1. A vida espiritual pretende ser uma experiência de Deus, desse Altíssimo que, encontrado, conhecido e amado torna-se aquele que molda toda a vida do cristão e lhe dá sentido. Como fazer essa experiência de Deus? Ele não é aquele que não se pode ver sem morrer 0 (cf. Ex 33,20)? Ora, o fiel conhece uma experiência do Altíssimo que transcende a própria inteligência e que diz respeito a seu coração, sua vontade e seu agir. Trata-se de uma experiência que se traduz com palavras humanas: sinto, creio que Deus está presente. Tais palavras, em certos momentos, são tão fortes que quem as experimenta pode fazer um relato delas. Acontece com o homem de hoje aquilo que aconteceu com Isaías no templo ou Elias na caverna. Como Moisés, o fiel é convidado a tirar a sandália dos pés porque pisa uma “terra santa”. Tais palavras parecem inquestionáveis em determinados momentos de sucesso na caminhada espiritual. Nos momentos de secura e de aridez, de desolação e de abandono, elas parecem perder sua força. O fiel perde o pé e duvida. Os que atravessam regiões exuberantes e desertos secos continuam a se sentir ligados a Deus. Caminham em sua presença e suplicam que ele não se ausente. Os que fazem a experiência de Deus são testemunhas de sua fala e de seu silêncio.
2. O homem é um ser quaerens, um buscador. É capaz de andar à cata de Deus. No cristianismo, no entanto, é Deus que vem ao encontro do homem e lhe propõe a aventura da Aliança. Trata-se de uma experiência espiritual pela qual Deus, através do Espírito Santo percebemos o Senhor próximo e vivo. “Ninguém jamais viu a Deus: o Filho unigênito que está no seio do Pai, este o deu a conhecer”. Assim, a convivência com o Filho nos leva ao Pai. Deus fica sendo sempre aquele que por primeiro chama o homem e o atrai por meio de Jesus. O Pai afirma: “Este é o meu Filho bem amado… escutai-o”. O Filho se entrega ao Pai e nós nos entregamos no Filho. Por aí começa a experiência cristã de Deus.

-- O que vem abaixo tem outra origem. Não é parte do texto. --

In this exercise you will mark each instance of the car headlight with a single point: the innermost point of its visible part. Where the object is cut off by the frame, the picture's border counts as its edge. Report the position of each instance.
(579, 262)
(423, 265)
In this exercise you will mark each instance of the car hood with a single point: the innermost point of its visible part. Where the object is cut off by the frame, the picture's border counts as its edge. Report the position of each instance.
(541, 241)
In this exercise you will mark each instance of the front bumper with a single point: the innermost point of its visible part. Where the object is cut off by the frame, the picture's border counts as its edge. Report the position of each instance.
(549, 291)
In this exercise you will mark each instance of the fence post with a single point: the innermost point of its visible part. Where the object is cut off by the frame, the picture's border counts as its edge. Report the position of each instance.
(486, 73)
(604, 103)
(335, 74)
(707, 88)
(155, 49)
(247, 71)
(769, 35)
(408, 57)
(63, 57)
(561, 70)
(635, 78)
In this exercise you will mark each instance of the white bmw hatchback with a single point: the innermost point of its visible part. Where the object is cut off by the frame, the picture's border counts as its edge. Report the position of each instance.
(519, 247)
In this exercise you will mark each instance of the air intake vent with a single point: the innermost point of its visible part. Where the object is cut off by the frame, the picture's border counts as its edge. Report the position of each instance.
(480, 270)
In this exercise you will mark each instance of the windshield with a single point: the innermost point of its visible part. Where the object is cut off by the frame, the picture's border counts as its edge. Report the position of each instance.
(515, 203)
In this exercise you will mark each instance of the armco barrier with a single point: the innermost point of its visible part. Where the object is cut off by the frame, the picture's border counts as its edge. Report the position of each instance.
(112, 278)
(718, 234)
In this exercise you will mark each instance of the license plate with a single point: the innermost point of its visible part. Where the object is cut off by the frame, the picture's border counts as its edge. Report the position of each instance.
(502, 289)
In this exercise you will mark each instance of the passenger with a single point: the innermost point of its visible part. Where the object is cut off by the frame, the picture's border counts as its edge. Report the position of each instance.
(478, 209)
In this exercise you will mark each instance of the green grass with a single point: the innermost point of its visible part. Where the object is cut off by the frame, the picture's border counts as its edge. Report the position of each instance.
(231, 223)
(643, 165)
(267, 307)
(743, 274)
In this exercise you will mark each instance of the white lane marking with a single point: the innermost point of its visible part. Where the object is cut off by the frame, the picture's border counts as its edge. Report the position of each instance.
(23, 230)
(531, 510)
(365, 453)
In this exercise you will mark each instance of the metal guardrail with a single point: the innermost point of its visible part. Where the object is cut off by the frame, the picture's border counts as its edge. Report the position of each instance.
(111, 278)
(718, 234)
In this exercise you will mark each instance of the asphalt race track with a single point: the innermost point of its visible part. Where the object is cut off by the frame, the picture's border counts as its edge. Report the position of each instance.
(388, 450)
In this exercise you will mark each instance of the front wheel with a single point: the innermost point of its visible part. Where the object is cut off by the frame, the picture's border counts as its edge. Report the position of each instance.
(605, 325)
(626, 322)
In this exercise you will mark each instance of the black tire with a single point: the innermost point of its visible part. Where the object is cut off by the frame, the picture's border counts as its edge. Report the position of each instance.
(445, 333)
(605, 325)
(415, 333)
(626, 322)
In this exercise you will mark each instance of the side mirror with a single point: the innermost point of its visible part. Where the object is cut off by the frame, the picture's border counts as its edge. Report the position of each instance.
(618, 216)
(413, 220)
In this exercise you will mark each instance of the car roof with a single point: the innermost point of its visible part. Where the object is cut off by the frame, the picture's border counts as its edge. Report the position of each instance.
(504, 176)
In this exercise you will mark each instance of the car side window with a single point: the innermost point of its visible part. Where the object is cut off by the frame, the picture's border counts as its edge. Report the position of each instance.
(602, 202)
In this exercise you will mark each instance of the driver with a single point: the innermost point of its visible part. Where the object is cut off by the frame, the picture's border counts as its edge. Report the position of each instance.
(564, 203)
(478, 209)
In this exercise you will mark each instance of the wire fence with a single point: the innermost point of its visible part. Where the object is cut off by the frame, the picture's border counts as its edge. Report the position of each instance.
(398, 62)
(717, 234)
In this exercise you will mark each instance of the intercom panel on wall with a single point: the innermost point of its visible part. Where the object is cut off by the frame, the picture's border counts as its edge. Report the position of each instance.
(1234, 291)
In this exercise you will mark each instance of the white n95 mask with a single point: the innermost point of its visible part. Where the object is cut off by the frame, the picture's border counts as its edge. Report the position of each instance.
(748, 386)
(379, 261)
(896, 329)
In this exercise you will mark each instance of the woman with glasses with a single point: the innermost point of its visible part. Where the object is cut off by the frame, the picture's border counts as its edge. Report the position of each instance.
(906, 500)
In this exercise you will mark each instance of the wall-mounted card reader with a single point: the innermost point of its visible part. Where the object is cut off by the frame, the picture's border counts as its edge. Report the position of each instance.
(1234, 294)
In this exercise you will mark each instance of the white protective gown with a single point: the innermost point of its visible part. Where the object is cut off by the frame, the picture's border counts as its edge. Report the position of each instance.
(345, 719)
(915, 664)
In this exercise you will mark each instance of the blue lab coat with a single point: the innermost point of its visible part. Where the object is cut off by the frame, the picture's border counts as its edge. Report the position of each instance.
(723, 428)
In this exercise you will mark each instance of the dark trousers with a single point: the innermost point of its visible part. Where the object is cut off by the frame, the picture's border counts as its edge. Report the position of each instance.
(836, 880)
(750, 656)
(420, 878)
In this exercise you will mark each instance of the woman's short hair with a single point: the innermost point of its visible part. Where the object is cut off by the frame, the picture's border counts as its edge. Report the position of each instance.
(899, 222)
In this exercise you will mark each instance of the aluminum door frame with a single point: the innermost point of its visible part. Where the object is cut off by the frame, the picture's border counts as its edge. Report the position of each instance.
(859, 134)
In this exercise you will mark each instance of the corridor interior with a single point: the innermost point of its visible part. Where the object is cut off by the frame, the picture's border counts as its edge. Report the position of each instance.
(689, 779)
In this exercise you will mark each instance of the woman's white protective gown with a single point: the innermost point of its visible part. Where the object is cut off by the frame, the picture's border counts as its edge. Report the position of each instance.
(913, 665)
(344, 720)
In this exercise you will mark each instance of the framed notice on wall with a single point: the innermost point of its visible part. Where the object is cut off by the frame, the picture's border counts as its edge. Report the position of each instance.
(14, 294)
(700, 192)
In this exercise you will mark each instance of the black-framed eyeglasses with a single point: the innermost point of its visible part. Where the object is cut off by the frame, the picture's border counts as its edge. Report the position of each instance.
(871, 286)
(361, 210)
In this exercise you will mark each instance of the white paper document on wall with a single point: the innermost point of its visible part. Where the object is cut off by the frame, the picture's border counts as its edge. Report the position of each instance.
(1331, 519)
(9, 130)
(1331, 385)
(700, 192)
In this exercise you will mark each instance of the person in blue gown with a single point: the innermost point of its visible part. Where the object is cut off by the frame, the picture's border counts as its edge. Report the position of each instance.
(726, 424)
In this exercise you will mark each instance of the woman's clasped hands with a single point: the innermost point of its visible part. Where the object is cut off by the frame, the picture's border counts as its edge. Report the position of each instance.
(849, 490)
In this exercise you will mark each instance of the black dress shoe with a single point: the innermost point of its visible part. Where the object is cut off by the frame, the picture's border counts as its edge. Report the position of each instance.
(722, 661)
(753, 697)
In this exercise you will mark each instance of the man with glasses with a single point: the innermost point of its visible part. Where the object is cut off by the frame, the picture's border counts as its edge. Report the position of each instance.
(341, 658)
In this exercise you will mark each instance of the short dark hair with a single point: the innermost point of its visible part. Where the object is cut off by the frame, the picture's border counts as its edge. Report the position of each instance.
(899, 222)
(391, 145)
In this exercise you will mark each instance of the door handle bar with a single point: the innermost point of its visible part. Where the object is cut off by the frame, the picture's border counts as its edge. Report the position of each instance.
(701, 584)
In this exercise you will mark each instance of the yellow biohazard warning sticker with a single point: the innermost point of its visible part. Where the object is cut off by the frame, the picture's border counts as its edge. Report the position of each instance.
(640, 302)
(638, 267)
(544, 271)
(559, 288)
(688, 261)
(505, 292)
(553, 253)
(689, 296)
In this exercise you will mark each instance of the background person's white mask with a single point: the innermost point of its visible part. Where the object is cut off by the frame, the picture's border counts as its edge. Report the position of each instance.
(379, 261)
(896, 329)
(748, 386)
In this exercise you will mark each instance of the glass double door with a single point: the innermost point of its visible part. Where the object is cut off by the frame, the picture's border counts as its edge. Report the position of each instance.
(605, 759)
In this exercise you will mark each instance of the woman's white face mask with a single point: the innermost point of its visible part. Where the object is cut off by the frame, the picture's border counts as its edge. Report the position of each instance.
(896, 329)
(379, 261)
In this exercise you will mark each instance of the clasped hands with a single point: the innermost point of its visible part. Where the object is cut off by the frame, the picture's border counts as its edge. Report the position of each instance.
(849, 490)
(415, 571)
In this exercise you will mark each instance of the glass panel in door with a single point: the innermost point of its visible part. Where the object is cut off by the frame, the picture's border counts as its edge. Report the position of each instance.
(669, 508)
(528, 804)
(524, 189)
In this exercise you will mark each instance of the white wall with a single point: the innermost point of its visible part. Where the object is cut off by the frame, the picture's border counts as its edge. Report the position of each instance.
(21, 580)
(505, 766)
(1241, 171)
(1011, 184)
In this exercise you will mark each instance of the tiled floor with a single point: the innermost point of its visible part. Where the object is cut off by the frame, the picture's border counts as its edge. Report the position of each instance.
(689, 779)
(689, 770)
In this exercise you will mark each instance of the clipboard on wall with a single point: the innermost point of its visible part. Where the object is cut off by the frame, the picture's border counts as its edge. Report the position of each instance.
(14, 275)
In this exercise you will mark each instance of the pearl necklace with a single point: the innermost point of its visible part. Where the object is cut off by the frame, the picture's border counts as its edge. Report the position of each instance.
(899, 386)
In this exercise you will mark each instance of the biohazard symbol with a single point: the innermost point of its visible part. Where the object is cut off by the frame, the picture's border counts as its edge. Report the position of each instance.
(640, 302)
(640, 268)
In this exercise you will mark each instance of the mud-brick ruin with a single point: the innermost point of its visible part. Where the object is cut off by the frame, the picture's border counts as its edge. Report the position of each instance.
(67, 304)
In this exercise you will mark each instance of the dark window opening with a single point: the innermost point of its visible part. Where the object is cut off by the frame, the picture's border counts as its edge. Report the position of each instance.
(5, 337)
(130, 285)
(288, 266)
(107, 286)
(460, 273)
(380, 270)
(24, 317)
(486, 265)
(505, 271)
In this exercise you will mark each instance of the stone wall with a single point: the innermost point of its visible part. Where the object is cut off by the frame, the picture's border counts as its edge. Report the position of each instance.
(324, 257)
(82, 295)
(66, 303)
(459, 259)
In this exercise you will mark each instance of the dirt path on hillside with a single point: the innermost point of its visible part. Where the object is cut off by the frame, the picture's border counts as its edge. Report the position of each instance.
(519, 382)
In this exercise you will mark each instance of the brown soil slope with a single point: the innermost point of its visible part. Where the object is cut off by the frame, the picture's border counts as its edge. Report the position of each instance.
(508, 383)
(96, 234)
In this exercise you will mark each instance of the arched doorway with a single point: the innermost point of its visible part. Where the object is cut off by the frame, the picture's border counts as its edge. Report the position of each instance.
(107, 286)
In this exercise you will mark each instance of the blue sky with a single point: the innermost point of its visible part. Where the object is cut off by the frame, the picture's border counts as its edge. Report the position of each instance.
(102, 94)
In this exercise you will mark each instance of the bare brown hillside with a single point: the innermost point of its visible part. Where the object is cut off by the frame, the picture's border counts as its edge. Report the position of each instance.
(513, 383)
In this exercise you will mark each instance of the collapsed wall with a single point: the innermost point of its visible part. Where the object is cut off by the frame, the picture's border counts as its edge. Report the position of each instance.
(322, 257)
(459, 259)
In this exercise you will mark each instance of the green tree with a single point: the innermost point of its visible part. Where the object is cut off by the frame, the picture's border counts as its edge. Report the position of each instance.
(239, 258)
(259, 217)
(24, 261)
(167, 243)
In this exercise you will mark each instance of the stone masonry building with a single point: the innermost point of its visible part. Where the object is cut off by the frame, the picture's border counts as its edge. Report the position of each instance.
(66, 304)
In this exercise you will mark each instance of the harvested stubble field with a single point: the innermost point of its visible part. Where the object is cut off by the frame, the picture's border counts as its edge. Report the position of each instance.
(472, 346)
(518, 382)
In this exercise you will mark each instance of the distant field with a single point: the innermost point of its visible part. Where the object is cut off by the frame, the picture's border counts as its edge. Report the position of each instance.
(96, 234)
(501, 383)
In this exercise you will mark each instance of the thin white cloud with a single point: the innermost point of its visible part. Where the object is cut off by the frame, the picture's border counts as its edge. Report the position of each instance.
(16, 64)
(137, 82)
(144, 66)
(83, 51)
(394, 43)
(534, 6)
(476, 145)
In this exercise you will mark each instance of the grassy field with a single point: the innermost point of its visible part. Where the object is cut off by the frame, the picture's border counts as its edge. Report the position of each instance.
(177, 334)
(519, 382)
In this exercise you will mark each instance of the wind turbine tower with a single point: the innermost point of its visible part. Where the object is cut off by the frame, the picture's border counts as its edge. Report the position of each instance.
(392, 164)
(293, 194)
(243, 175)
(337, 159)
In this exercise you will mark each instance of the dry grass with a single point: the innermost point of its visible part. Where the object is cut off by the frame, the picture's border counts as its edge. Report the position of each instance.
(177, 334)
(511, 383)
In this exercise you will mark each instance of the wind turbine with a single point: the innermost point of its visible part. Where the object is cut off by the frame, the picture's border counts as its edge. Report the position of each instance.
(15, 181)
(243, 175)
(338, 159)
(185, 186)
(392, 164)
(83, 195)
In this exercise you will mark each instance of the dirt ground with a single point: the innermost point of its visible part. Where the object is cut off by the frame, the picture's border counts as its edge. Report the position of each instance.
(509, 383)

3. O encontro entre Deus e o homem somente é possível graças ao poder do Espírito Santo, porque Deus é Espírito e é ele que torna o cristão morada do Espírito Santo , capaz de encontra-lo e acolhê-lo. O Espírito que desce naquele que crê dá um começo de vida espiritual engendrando o homem como filho de Deus. A mesma palavra do Pai pronunciada no Jordão é repetida para cada cristão em seu novo nascimento no momento do batismo: vida filial, vida fraterna com Jesus, vida do Espírito em nós… “Esta nova criação que acontece com o Batismo deverá ser assumida posteriormente pelo cristão, que consentirá no desenvolvimento coerente da graça santificante. Diríamos que o cristão deve tudo preparar em si para uma aquisição coerente do Espírito Santo”.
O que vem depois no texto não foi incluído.